Pour une fois, le passage est long et assez difficile. Depuis les dieux mésopotamiens en -4000, il est assimilé au sein de la population que certaines maladies psychiques ou psychosomatiques sont dues à une obsession ou à une possession démoniaque. C’est aussi le cas pour l’épilepsie. De manière surprenante, rien de semblable n’est relaté dans les textes de l’Ancien Testament ; on recommence à en parler dans le livre de Tobie, et puis dans le Nouveau Testament. Un renouveau lié au développement de l’art de la magie dans l’empire romain. L’exorcisme fait partie des techniques médicales courantes de l’époque, la particularité de Jésus étant de couvrir la totalité de ces techniques et de les lier à la proclamation de la parole, donc à Dieu.
Le verset important du passage est le Lc 11,20 « Mais si c'est par le doigt de Dieu que je chasse les démons, alors le Règne de Dieu vient de vous atteindre ». Il est l’une des phrases que la recherche historique pense pouvoir attribuer réellement à Jésus.
Il nous faut partir voir le livre de l’Exode, au chapitre 8 qui parle des 10 plaies d’Egypte.
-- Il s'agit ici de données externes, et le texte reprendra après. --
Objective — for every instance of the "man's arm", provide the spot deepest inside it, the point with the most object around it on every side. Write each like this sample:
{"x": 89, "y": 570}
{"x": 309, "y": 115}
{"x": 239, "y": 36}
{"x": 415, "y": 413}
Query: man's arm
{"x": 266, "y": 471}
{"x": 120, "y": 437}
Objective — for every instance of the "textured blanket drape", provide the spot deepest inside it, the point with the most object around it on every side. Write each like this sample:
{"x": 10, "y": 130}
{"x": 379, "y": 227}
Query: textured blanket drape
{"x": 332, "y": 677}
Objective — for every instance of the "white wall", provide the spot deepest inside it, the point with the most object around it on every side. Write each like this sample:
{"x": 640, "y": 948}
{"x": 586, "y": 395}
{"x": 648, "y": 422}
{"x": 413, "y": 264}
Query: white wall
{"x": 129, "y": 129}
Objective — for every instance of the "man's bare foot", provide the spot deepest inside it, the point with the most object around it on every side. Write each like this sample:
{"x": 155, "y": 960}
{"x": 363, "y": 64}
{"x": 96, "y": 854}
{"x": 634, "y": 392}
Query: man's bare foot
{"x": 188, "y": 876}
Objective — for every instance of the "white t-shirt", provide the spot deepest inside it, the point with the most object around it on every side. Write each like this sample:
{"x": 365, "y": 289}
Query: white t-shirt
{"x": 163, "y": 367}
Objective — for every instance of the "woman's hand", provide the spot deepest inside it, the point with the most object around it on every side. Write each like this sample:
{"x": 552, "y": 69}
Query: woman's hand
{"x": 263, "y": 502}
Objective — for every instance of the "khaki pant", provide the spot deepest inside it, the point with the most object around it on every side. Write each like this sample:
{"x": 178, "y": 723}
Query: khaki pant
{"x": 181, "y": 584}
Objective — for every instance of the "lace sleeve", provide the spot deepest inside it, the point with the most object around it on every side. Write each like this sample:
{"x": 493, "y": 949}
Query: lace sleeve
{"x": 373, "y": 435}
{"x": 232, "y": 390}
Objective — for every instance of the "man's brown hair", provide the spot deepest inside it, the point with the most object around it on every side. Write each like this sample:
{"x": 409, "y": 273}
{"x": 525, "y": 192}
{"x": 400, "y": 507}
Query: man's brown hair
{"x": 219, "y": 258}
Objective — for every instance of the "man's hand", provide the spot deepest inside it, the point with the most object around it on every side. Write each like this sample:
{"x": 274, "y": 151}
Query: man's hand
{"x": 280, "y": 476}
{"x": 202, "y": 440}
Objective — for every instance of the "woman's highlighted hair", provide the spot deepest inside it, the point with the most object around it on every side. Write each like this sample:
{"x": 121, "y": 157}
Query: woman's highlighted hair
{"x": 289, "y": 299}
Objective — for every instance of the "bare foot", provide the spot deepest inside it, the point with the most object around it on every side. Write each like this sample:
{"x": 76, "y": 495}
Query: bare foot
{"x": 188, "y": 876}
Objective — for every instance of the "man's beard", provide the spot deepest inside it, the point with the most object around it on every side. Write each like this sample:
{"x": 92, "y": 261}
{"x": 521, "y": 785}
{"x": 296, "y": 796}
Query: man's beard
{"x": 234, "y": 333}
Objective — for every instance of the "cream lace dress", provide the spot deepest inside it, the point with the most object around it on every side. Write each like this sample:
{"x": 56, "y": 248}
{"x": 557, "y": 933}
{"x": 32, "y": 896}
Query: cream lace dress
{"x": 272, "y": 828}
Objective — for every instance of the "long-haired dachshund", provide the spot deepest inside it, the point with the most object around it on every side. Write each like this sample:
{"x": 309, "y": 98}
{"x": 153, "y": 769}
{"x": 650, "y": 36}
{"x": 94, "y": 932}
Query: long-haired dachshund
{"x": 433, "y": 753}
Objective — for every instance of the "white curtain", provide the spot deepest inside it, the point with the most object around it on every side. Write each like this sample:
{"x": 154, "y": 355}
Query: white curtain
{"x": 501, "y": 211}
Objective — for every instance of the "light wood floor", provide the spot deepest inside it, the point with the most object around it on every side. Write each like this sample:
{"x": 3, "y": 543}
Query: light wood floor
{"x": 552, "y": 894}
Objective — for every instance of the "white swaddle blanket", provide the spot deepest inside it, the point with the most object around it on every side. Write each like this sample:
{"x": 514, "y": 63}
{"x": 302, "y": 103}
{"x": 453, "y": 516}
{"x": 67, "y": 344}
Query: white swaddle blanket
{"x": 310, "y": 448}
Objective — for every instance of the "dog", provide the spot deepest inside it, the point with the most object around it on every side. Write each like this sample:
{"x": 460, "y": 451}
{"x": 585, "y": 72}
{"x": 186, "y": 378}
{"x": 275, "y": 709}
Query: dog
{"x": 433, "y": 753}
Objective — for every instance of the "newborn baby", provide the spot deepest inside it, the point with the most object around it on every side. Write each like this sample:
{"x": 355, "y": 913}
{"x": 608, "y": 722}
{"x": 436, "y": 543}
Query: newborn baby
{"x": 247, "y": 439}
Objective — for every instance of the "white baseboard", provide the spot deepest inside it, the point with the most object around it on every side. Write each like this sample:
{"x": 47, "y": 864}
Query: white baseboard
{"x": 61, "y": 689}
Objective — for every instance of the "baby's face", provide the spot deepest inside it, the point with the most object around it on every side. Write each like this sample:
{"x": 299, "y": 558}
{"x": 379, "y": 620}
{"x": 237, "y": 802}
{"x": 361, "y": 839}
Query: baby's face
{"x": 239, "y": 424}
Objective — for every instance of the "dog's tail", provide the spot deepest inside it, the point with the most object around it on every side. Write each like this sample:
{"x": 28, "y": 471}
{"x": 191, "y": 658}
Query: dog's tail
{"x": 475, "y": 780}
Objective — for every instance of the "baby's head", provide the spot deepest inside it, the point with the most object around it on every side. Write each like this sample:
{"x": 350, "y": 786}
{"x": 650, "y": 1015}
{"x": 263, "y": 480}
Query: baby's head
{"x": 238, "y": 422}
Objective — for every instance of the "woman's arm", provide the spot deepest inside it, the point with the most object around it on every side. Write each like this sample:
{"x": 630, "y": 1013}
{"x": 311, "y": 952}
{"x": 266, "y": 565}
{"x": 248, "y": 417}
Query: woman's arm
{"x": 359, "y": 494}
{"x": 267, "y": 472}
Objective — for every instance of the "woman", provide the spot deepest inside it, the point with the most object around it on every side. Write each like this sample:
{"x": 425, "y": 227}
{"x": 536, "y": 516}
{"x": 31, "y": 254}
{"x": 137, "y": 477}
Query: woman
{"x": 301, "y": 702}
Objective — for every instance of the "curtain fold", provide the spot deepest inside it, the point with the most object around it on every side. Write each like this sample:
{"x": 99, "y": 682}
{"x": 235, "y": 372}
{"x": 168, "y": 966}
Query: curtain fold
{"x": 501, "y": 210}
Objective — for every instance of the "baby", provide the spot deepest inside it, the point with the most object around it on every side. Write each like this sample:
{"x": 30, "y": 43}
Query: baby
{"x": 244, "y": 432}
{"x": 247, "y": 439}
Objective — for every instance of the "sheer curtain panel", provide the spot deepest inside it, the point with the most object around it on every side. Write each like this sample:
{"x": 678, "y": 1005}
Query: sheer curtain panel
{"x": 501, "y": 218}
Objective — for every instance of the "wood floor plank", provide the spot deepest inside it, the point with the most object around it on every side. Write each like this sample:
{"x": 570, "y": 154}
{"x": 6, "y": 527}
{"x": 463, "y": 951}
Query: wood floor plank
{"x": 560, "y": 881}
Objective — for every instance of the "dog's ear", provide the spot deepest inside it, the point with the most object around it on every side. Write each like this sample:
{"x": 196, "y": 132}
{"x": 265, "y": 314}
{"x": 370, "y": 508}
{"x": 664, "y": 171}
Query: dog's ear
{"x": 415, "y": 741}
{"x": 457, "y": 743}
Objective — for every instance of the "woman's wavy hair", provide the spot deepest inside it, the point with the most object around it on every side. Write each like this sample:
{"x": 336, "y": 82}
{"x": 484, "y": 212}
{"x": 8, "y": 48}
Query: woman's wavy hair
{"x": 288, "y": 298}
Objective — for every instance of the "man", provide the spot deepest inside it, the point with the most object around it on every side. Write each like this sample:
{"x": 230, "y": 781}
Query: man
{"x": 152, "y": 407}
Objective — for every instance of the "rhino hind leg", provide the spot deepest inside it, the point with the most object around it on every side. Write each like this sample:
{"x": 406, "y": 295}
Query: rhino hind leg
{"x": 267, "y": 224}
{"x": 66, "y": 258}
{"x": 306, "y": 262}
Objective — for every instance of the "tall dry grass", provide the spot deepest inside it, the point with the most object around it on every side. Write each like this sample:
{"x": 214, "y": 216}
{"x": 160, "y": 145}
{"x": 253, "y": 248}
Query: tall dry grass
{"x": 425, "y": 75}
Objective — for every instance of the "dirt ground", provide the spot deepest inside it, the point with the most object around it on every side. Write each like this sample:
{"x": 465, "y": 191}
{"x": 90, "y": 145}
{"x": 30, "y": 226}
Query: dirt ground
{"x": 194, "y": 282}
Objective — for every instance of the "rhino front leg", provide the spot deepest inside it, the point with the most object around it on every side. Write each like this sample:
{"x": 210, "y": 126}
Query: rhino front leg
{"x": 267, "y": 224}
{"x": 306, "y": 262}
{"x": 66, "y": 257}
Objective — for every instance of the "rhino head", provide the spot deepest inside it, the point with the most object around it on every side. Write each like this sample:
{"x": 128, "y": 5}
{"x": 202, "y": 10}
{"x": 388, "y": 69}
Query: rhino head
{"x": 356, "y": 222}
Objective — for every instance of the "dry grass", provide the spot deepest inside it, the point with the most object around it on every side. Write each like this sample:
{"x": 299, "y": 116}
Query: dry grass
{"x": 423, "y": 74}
Moïse et Aaron cherchent à convaincre Pharaon de laisser partir les juifs, leurs enfants et leur bétail, vers la terre promise. Pour faire pression, Dieu aidera les deux frères en envoyant sur les Egyptiens un certain nombre de catastrophes : L’eau du Nil changée en sang, l’invasion de grenouilles, puis des moustiques, puis de la vermine, puis la peste du bétail, les furoncles, la grêle, les sauterelles, les ténèbres…mais chaque fois, Pharaon refuse de les laisser partir. Ce ne sera qu’avec la mort des premiers-nés que les juifs pourront effectivement s’enfuir.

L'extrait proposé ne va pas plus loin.